We’d heard rumors of rain in the river valleys west of us, and those tales aroused the deepest thirst you can imagine—the thirst of dying crops and animals. The dead grass on the distant hills was a yellowish red, not orange but a drier color: orange-white, like the haze in the air. Monkeys gathered in the high, bare branches at sunset, whimpering to one another as they searched the sky. Anything living that could abandon its home, some of our neighbors included, had migrated westward, in the direction from which we heard drums every night. Tata Kuvudundu cast his bone predictions, and nearly every girl in the village had danced with a chicken held to her head, to bring down rain. People did what they could. Church attendance rose and fell; Jesus may have sounded like a helpful sort of God in the beginning, but He was not bearing out.
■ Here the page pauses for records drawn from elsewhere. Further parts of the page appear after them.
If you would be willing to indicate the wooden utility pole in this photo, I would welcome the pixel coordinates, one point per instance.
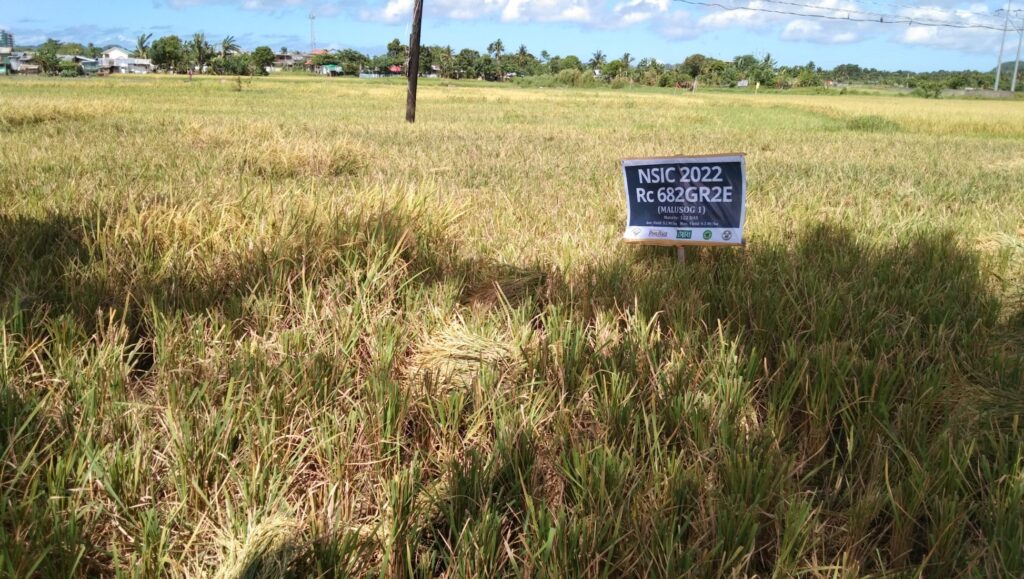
(414, 61)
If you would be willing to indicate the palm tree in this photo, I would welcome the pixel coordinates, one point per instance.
(497, 48)
(201, 49)
(228, 46)
(142, 45)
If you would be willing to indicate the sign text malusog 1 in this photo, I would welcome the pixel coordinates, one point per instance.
(685, 200)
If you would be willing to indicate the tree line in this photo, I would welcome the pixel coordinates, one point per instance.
(498, 64)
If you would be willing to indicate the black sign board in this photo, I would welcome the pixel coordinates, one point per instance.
(685, 200)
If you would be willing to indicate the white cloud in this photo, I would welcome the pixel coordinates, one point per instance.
(677, 25)
(962, 39)
(837, 33)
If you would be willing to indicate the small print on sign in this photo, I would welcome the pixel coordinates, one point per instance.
(685, 200)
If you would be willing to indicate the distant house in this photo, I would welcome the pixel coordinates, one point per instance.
(116, 53)
(331, 70)
(25, 64)
(86, 66)
(5, 52)
(287, 61)
(118, 60)
(6, 49)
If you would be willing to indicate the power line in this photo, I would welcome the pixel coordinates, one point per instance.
(850, 11)
(894, 18)
(954, 12)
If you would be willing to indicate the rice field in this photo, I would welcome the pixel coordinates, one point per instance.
(267, 329)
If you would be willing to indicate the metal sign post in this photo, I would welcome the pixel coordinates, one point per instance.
(414, 61)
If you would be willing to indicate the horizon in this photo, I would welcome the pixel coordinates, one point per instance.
(659, 29)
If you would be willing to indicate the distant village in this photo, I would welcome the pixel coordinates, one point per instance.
(89, 60)
(196, 54)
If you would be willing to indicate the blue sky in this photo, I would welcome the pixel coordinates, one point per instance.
(667, 30)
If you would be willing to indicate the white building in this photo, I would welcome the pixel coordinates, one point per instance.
(118, 60)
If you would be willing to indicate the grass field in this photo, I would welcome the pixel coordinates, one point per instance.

That Sunday morning Tata Ndu himself sat on the front bench. Tata Ndu rarely darkened the door of the church, so this was clearly a sign, though who could say whether a good or bad one. He didn’t appear to be paying much heed to the sermon. Nobody was, since it didn’t have to do with rain. A month earlier when thunderstorms seemed imminent, Father had counseled his congregation to repent their sins and the Lord would reward them with rain. But in spite of all this repentance the rain hadn’t come, and now he told us he refused to be party to the superstitions. This morning he was preaching on Bel in the temple, from the Apocrypha. Father has always stood firm on the Apocrypha, though most other preachers look down on him for it. They claim those books to be the work of fear-mongers who tagged them on to the Old Testament just to scare people. Yet Father always says, if the Lord can’t inspire you to leave off sinning any other way, why then, it’s His business to scare the dickens out of you.